I cannot agree more with you on this. In fact, this is what I suggested when talking to some people that Carlo's games should be sent for an expert (high level pro) review:
- 3 experts are found, each of them is provided with 3 sets of games, played by 3 players
- the players would be anonymized as Player A (Carlo in PGETC), Player B (Carlo at regular tournaments), Player C (any EGF pro player, maybe some less known to the experts)
- the experts would be asked to estimate how strong the players are (just ordering them according their strength would do) and if they feel 2 of the sets were played by the same player
-
I would consider the expert's view as a proof of cheating (innocence) if all of them agreed on both questions and thought that Player A was different from (or the same as) Player B
(Emphasis mine.)
First,
proof is a bit too strong.
Evidence is better.
But all this, to me, is maddeningly indirect.
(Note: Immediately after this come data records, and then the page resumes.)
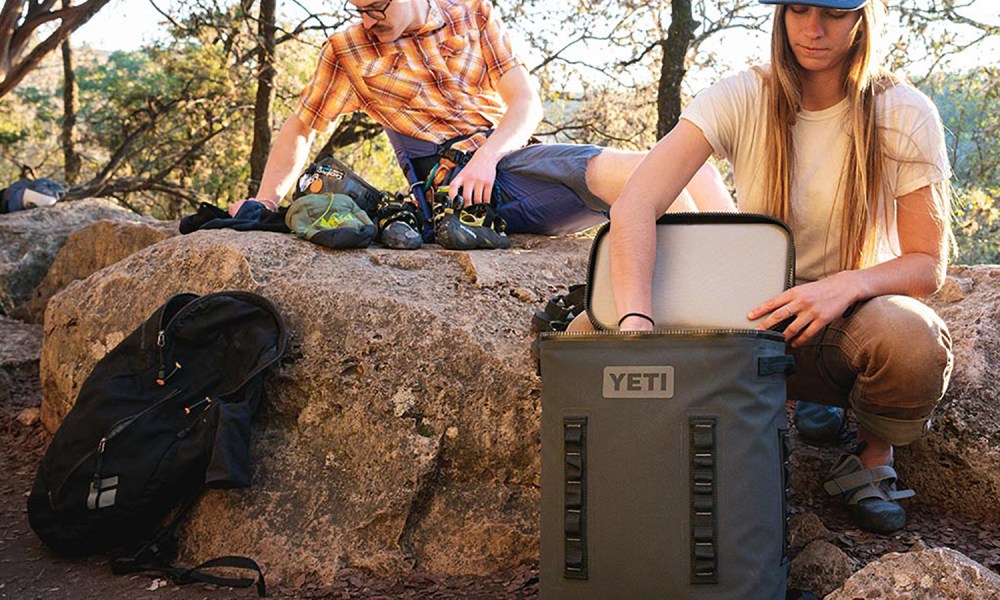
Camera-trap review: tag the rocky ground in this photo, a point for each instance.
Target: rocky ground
(29, 571)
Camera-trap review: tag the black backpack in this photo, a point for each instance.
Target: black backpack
(164, 414)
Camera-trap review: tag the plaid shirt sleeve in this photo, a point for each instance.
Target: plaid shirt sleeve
(328, 94)
(496, 46)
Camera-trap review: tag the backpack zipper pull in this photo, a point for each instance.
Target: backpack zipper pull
(207, 400)
(100, 458)
(160, 340)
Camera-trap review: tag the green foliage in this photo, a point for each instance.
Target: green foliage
(969, 104)
(977, 226)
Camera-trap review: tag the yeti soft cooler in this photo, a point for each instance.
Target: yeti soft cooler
(664, 454)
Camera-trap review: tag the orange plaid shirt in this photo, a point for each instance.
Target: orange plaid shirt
(436, 84)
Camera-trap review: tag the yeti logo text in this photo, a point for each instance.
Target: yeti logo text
(638, 382)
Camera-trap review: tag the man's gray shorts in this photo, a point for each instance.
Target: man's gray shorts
(544, 185)
(545, 189)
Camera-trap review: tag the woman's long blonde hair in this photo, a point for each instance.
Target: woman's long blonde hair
(865, 182)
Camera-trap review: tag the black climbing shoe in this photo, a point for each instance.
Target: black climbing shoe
(399, 223)
(472, 227)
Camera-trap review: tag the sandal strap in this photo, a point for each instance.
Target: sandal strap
(866, 483)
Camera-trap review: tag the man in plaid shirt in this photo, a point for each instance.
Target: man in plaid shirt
(441, 74)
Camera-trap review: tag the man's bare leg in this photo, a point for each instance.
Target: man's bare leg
(608, 171)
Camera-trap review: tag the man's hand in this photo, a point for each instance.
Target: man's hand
(268, 204)
(476, 179)
(813, 305)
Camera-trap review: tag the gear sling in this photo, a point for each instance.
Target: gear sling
(428, 172)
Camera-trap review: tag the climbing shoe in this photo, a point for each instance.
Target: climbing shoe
(870, 494)
(399, 223)
(560, 310)
(330, 176)
(819, 423)
(458, 227)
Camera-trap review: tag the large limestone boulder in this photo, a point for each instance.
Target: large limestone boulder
(20, 347)
(956, 466)
(401, 429)
(30, 239)
(924, 575)
(89, 250)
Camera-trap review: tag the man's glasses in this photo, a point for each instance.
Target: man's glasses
(375, 14)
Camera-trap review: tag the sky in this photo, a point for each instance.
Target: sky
(127, 24)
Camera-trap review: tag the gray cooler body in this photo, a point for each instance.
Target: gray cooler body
(664, 465)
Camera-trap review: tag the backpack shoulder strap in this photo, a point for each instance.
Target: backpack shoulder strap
(156, 556)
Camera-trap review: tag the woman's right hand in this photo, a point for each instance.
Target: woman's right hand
(635, 323)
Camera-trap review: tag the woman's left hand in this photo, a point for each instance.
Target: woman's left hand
(813, 306)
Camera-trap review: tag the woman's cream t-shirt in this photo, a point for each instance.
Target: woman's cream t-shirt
(732, 116)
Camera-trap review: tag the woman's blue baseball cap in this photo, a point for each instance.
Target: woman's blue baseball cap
(838, 4)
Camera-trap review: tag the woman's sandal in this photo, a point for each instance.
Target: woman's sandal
(871, 494)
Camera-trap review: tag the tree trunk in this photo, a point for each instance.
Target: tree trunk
(265, 95)
(71, 159)
(672, 70)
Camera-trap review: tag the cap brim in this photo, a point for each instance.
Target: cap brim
(837, 4)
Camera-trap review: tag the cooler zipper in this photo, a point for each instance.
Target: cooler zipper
(758, 333)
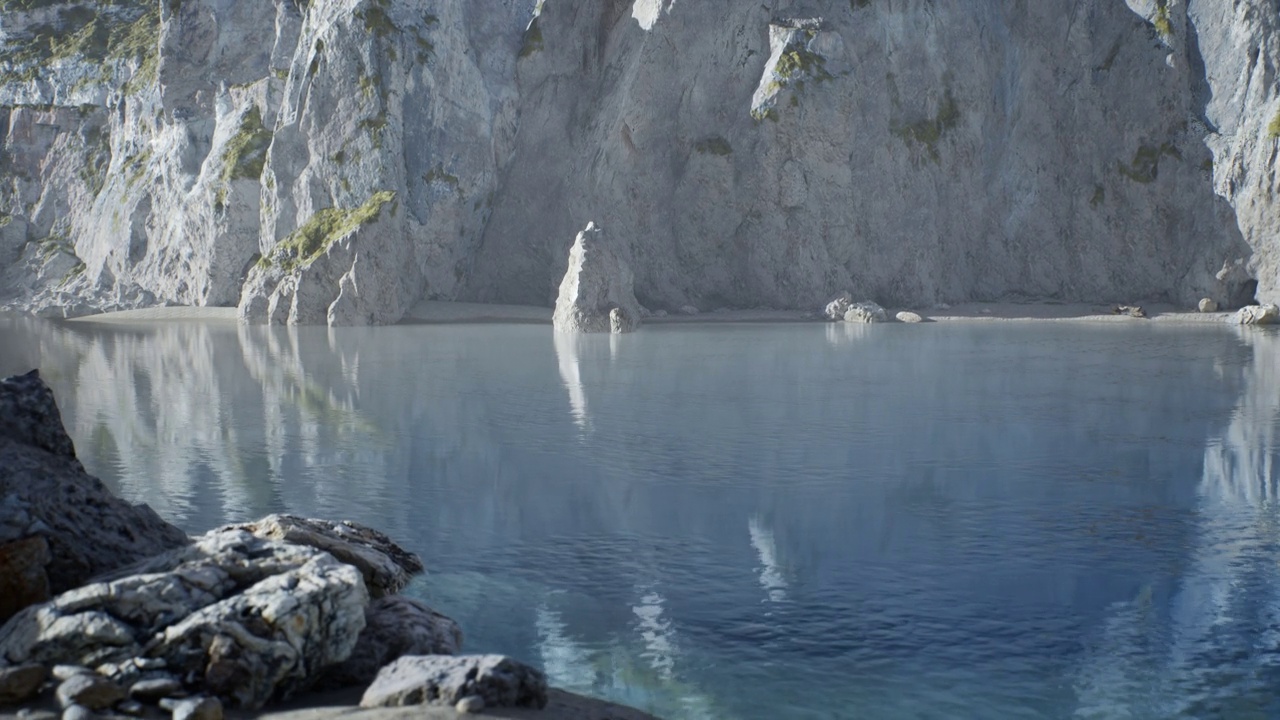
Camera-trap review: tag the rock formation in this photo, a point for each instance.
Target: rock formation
(58, 525)
(337, 160)
(595, 295)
It substitutes the question — does Carlo A play like Carlo B? — for the question of whether Carlo A cheated. OC, the questions are related, but not the same. And answering the question does not necessarily require expertise at go. Also, the answer to the other question, about the level of play, is indicated by the choice of games. We know that Carlo played better in that tournament than in other games. The question before us is why.
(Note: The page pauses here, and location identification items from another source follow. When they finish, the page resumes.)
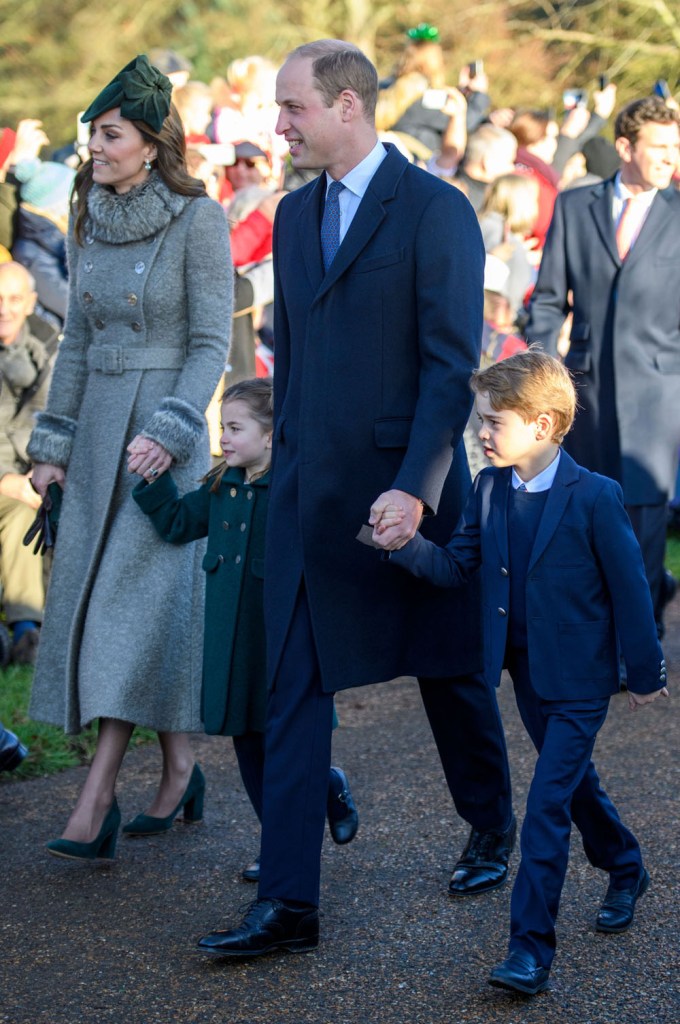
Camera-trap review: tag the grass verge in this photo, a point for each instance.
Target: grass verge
(50, 751)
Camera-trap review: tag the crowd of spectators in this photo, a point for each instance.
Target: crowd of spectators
(511, 164)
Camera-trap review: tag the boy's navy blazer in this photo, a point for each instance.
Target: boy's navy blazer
(586, 589)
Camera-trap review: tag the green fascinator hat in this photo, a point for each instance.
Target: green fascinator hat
(424, 33)
(141, 91)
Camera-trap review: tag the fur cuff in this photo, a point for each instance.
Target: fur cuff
(51, 439)
(178, 427)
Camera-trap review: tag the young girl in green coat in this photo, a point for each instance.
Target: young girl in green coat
(229, 509)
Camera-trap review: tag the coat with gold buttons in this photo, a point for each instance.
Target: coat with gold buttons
(232, 517)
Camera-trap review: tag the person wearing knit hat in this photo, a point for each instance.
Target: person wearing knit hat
(7, 192)
(40, 241)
To utilize the expertise of the judges, I would like them to examine the game records to look for evidence of cheating (or not!). Let me give a couple of examples. I do not claim to be an expert, but I took a look at the fifty plays in question in the Metta-Reem game. It seemed to me that all but eleven were either obvious plays that a kyu player might well find, or plays that were part of one lane roads, where plays were part of a consistent sequence, so that a play in the sequence, if not necessarily obvious, only made sense given earlier plays in the sequence. I did not judge whether any of those eleven plays were evidence of cheating or not, but I attempted to eliminate the other plays from consideration. In chess, we have an example of play by a known cheater. See the link,
https://www.chess.com/news/view/life-ti ... r-cheating , which sorin posted here. It is the first example of play in the article. The cheater, who had the possibility of simplifying an obviously won game by trading queens, a line of play which, human vs. human, would probably have led to a quick resignation, instead chose a lengthy combination in which he sacrificed three pawns but ended with a checkmate in three, at which point his opponent resigned. The evidence of cheating in that game is not statistical, but behavioral. That is why I said, let the case be made, by Bojanic and/or others examining the game records. The case, it seems to me, would rest upon behavioral evidence, not statistical evidence.
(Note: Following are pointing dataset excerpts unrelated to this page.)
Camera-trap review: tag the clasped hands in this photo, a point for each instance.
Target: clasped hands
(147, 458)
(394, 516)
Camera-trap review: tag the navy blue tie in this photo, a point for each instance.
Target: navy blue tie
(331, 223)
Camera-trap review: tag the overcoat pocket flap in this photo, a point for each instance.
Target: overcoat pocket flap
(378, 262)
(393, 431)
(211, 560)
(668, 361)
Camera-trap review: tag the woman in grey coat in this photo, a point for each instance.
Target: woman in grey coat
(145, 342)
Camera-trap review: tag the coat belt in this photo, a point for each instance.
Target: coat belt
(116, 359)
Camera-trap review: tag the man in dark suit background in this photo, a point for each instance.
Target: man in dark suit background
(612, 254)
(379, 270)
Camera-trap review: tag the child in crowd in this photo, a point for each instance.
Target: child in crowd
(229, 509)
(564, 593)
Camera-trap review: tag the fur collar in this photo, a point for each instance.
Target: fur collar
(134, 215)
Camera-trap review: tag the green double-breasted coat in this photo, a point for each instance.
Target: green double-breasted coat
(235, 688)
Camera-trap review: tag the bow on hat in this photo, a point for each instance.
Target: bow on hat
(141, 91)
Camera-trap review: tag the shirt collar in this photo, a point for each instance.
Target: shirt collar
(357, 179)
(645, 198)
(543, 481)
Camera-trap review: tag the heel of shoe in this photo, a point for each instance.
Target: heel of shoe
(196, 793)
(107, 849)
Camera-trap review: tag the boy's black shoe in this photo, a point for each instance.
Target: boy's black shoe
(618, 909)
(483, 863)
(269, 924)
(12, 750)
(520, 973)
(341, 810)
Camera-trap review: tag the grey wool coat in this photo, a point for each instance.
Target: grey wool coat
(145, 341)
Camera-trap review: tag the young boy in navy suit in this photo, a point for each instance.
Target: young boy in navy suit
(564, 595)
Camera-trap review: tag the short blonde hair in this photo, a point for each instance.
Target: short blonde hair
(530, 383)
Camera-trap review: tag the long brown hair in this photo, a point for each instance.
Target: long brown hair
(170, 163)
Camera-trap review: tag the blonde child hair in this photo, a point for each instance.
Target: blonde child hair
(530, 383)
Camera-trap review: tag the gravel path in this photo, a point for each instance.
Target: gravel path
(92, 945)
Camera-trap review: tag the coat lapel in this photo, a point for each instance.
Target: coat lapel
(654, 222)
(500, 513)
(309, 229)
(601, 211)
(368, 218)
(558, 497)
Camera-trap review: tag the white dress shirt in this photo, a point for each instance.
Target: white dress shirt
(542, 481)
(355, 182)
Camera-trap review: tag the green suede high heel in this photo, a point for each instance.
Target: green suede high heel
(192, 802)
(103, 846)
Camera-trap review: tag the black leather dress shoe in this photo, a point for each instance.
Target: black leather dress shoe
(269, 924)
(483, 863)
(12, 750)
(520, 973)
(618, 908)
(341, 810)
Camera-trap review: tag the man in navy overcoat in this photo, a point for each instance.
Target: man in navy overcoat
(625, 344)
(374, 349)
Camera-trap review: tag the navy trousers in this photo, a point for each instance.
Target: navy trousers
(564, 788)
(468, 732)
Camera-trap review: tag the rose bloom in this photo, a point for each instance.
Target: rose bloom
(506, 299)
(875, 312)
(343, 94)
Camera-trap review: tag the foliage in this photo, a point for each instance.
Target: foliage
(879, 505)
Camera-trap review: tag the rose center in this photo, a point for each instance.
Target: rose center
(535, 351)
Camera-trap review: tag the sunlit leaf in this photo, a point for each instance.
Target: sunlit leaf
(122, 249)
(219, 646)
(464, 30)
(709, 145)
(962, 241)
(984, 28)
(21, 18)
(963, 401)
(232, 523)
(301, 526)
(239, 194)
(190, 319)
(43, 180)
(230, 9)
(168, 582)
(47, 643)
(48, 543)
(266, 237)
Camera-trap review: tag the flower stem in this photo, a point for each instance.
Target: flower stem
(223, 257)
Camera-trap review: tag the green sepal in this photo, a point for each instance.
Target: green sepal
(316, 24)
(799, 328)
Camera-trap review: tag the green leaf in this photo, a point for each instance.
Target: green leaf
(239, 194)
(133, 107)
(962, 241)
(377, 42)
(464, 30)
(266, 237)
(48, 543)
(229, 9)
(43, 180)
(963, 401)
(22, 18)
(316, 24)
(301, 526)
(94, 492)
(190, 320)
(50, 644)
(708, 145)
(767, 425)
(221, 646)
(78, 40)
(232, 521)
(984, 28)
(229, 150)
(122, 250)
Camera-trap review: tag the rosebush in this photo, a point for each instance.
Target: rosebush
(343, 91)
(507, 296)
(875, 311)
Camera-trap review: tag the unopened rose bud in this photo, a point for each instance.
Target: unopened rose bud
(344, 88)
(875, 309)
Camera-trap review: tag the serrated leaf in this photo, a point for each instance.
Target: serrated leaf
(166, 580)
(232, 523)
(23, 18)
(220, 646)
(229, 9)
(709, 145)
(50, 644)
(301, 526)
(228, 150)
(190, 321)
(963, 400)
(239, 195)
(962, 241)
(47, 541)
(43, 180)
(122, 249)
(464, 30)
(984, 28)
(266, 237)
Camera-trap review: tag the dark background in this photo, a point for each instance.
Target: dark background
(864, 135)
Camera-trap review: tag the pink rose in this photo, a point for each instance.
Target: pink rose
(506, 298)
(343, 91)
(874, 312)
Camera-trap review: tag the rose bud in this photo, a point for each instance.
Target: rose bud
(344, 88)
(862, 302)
But there is an important statistical question that arises. Can expert go players reliably evaluate game records for evidence of cheating? To answer this question we can do a test such as Javaness2 suggests, in which players cheat in some games. To make the test sensitive, and to some extent to simulate the situation where a player is already suspected of cheating, have half the games be ones with cheating and half be ones without cheating. Let each expert divide the games into two groups accordingly. For instance, you could have half the games in which 6 dans played without cheating and half in which 4 dans cheated using Leela 11. (My suspicion is that even go pros could easily fail the test, at this point in time.)